Back in his own room, Johnny drew two objects from his pocket and examined them.
Then he closed his eyes. “The eagle soared and dropped,” he murmured. “So did the airplane. The eagle got a rabbit. The airplane got a man. It was no accident that the ‘Prince’ had to give up pitching. I know why he did—and—and I can almost prove it.
“Those two men,” he said slowly, “have it in for the ‘Prince.’ I wonder why? They’ll do something more. I wonder what?
“One thing’s sure,” he said stoutly, “I’m for the ‘Prince’ a hundred percent!”
That evening Johnny sat on his grandfather’s porch staring at the moon and allowing the events of the past few days to glide across his memory as a panorama glides across a picture screen.
It was strange! Here he was in the quiet little city of his grandfather. He’d been here many times before. Nothing unusual had happened; but now there was the little Chinaman who apparently had been seen by no one but himself and who was now being sought by detectives. And there was the thought-camera. He wondered whether the little man was still in town, but had no desire to visit the spice shop to find out for sure—at least not in the dark.

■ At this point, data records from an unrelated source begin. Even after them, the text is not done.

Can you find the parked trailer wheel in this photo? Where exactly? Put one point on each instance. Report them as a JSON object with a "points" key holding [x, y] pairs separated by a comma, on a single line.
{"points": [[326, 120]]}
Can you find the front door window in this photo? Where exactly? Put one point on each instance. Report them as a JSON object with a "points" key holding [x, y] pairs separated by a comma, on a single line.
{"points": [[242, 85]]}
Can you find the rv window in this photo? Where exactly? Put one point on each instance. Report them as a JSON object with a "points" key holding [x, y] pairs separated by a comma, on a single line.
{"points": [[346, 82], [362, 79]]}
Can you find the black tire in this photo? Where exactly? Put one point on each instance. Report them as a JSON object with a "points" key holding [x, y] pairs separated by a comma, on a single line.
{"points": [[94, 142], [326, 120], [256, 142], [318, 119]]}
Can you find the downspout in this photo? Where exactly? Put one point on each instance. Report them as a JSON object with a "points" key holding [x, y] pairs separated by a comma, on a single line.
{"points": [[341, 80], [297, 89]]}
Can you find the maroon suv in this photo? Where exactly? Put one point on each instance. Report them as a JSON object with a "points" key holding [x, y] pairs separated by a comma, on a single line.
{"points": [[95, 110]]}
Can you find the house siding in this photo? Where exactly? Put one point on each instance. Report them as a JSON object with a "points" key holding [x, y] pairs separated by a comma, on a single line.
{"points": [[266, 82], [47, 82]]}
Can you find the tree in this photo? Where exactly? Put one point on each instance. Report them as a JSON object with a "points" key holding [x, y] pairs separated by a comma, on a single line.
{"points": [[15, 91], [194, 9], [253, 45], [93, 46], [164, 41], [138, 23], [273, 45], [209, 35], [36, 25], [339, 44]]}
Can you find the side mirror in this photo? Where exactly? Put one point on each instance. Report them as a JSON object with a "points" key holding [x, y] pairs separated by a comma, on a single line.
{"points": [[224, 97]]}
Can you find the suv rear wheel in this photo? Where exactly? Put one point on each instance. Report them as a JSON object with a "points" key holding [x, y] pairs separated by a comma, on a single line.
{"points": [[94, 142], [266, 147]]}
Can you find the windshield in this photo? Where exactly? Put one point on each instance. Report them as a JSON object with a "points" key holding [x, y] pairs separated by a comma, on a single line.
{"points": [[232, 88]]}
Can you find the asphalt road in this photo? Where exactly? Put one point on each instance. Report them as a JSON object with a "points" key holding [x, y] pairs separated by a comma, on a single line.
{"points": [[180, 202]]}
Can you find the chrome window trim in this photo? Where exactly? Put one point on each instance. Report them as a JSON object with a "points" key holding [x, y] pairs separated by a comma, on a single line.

He recalled C. K.’s words, and shuddered afresh.
“And there’s the ‘Prince,’” he thought. “Queer sort of fellow. How did he come here?” He seemed to see an airplane landing within prison walls. Had the Colonel rescued him in that strange manner from a prison? “Of course not!” he whispered. “Perfectly absurd!” And yet, there was that air pilot’s story. “Mystery wings!” he whispered low. How many mysterious things might be carried on high in the air—kidnaping, smuggling, daring robbers escaping from the scene of their crime. What had happened that day as the airplane soared over their baseball diamond? He had a rather definite notion. But was that idea correct? He meant to find out.
He thought of the coming ball game. The “Prince” would be there. He had promised to come. Meggy had brought word of this.
“Good old Meg!” he thought. “How I’d like to tell her about the thought-camera!” He was burning to tell someone. And yet, had he the right? Meg would keep the secret. Threats of death would not wring it from her. Good old Meg! And yet—. He wouldn’t tell, not just now.
How was the ball game to come out? And Goggles’ forty-eyed umpire? Would it work? They would get a crowd, he was sure of that. But would they be able to satisfy that crowd?
He stole a glance at his grandfather. As usual, he sat in his big chair dreaming of the past. Slipping up the stairs, Johnny returned with the thought-camera under his coat. He recorded one more chapter of the grand old man’s life. Then he crept back upstairs again.
“Wonder how that thing works,” he murmured as he once more hid the camera in the bottom of his trunk. “I’d give a lot to know.” He had read of things scientists were doing with what they called the spectrum, how they divided it into different rays, red, violet, indigo blue, and how some rays were life-giving and some deadly. It might be something like that. If he knew the secrets of that camera he could become the richest person in the world. Perhaps some day he would know.
“But now,” he laughed low, “the next thing is a ball game.”
He was late to the Wednesday game. His grandfather had a hurry-up call into the country. Johnny drove the car. Twenty miles from town they got a flat tire. The bolts stuck. He was a full hour getting it changed. When he finally reached the ball grounds the game had been in progress for some time and, to his great surprise and consternation, this is what he heard:
“Oh! What an eye! Kill that umpire! Git a pop bottle! Git twenty pop bottles! Wreck him! Wreck him!” The cries were loud and persistent from every corner of the grandstand.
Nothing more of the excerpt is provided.